Mieux vaut être lucide et se l’avouer sans fard : l’espèce humaine est loin d’avoir pris en 2021 le tournant qui l’aurait mise sur une trajectoire de survie. Ballottée par les incertitudes de la pandémie, toujours aussi obsédée par la chimère d’une croissance infinie, elle reste engagée sur des rails qui la mènent, avec une grande partie de la biosphère, à sa perte.
La crise climatique est volontiers présentée comme un « wicked problem » : un défi aux attributs indéfinissables, contradictoires et changeants, difficile voire impossible à résoudre, résistant lui-même aux solutions, ces dernières devant être à la fois diversifiées et concomitantes pour avoir une chance d’aboutir.
Cette définition, elle-même assez floue, correspond sans doute à la perception que la plupart d’entre nous avons de cette crise, aux dimensions scientifiques, sociales, politiques, techniques, économiques foisonnantes et enchevêtrées. Mais elle a le défaut d’en cacher un aspect remarquablement simple : à moins d’un sevrage rapide des énergies fossiles, tous les efforts entrepris par ailleurs seront vains.
On vient d’apprendre que le 16 novembre, trois jours après la 26e COP que son gouvernement venait de présider, le ministre de l’Économie de Sa Majesté, Kwasi Kwarteng, a dîné avec des responsables d’entreprises pétrolières, rendus nerveux par les discours tenus à Glasgow par les représentants du Royaume-Uni, pour les encourager à continuer de forer en Mer du Nord. Shell, BP, Equinor, Neptune Energy et EnQuest étaient représentées. Craignant que l’envolée des prix du gaz ne cause de graves soucis à l’économie britannique, le ministre entendait les rassurer qu’elles pourraient continuer de bénéficier de permis de forage.
Ce qui n’a pas empêché Shell d’annoncer deux semaines plus tard qu’elle renonçait à développer le vaste champ pétrolier de Cambo, à l’ouest des Îles Shetland, objet il est vrai d’un lobbying adverse particulièrement intense des organisations écologistes.

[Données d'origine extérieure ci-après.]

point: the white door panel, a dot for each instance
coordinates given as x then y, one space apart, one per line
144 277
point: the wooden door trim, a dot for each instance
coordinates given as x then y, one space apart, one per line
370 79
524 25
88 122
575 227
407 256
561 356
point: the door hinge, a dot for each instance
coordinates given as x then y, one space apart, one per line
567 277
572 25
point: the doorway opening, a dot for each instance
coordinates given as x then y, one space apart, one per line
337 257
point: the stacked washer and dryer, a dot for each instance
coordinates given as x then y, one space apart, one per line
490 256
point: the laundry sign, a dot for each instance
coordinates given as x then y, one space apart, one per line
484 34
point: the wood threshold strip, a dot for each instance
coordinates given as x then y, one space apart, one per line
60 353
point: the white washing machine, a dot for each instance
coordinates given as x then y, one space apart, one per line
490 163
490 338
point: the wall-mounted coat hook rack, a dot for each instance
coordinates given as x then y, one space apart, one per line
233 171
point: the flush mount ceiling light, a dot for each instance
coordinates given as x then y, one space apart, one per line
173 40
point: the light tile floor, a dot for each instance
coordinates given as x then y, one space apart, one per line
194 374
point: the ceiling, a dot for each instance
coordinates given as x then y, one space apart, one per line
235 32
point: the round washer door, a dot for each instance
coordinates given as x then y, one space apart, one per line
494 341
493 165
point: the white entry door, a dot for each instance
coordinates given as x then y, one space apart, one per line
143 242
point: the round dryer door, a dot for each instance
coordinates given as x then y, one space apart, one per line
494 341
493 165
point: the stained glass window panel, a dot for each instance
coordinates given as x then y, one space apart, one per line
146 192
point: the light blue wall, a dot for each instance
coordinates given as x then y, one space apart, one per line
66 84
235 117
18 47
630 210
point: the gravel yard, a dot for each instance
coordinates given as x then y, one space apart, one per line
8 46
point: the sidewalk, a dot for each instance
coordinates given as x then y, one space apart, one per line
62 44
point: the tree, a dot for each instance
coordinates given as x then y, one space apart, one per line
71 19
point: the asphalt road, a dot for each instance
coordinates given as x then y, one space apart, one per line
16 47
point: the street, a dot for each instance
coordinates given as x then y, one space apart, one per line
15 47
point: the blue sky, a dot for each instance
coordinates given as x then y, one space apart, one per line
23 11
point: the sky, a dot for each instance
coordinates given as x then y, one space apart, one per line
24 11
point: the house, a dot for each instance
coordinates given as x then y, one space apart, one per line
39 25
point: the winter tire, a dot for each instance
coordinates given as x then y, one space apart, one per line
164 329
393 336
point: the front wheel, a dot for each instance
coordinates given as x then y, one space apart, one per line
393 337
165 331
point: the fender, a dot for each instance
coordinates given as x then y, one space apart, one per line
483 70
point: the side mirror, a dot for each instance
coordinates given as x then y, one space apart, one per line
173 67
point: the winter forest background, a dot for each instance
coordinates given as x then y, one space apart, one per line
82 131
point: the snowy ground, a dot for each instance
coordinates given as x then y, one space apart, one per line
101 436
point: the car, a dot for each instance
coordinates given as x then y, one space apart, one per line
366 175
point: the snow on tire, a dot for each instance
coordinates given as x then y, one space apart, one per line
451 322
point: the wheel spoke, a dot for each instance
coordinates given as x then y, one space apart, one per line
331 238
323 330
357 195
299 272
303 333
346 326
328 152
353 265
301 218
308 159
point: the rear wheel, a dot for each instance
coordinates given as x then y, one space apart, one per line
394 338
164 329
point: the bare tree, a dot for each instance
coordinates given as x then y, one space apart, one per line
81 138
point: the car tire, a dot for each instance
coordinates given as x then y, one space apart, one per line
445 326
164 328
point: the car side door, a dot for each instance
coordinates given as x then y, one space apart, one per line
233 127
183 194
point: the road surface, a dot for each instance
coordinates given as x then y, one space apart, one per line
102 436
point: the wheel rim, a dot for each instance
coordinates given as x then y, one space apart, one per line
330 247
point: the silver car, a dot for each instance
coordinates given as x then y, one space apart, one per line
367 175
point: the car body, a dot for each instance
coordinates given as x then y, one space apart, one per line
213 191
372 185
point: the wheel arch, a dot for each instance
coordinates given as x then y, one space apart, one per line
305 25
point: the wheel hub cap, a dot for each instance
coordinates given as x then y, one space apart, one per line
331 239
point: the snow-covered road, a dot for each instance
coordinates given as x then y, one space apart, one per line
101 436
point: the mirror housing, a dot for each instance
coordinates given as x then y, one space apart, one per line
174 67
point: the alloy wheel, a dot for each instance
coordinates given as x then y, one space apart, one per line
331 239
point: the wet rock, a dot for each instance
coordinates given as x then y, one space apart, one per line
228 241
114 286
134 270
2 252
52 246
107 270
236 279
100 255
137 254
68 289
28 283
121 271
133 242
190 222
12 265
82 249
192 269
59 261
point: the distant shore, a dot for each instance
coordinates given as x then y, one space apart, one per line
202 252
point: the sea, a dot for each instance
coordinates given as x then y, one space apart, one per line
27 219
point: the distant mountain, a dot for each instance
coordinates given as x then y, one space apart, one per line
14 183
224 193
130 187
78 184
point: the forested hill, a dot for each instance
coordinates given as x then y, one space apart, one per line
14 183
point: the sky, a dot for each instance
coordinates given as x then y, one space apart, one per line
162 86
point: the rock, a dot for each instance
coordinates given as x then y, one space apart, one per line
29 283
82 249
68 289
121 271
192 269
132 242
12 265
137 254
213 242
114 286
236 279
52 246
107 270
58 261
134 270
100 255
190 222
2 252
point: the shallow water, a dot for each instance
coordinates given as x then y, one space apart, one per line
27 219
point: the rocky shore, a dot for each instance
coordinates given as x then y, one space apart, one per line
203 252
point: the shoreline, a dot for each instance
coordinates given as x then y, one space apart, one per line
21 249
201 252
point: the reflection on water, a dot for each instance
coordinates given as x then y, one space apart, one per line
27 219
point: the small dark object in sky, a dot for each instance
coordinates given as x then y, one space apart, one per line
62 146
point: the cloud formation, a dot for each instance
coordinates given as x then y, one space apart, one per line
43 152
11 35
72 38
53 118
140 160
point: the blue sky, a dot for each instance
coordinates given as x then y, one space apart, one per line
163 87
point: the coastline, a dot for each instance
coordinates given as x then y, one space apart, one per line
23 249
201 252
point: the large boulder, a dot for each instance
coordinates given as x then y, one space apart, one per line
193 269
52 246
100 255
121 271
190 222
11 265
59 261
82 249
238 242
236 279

Ce dîner de M. Kwarteng est révélateur du fossé qui continue de séparer discours et pratique. Sans un virage à 180 degrés consistant à tourner illico le dos au pétrole, au gaz et au charbon, nous nous payons de mots. Sans démantèlement des subventions extrêmement généreuses dont jouissent les énergies fossiles, nos efforts de décarbonation restent autant d’exercices de style. Tant que les gouvernements continuent de distribuer des licences de forage, les exhortations qu’ils adressent à leurs citoyens pour qu’ils réduisent leur empreinte carbone sont de la poudre aux yeux.
Le temps est peut-être venu, pour ceux qui, envers et contre tout, battent régulièrement le pavé pour manifester leur effroi devant les perspectives d’un emballement des bouleversements climatiques, de concentrer désormais leur ire sur cette dimension très simple du défi qui est le nôtre et de réclamer de manière ciblée et déterminée l’abandon effectif des hydrocarbures.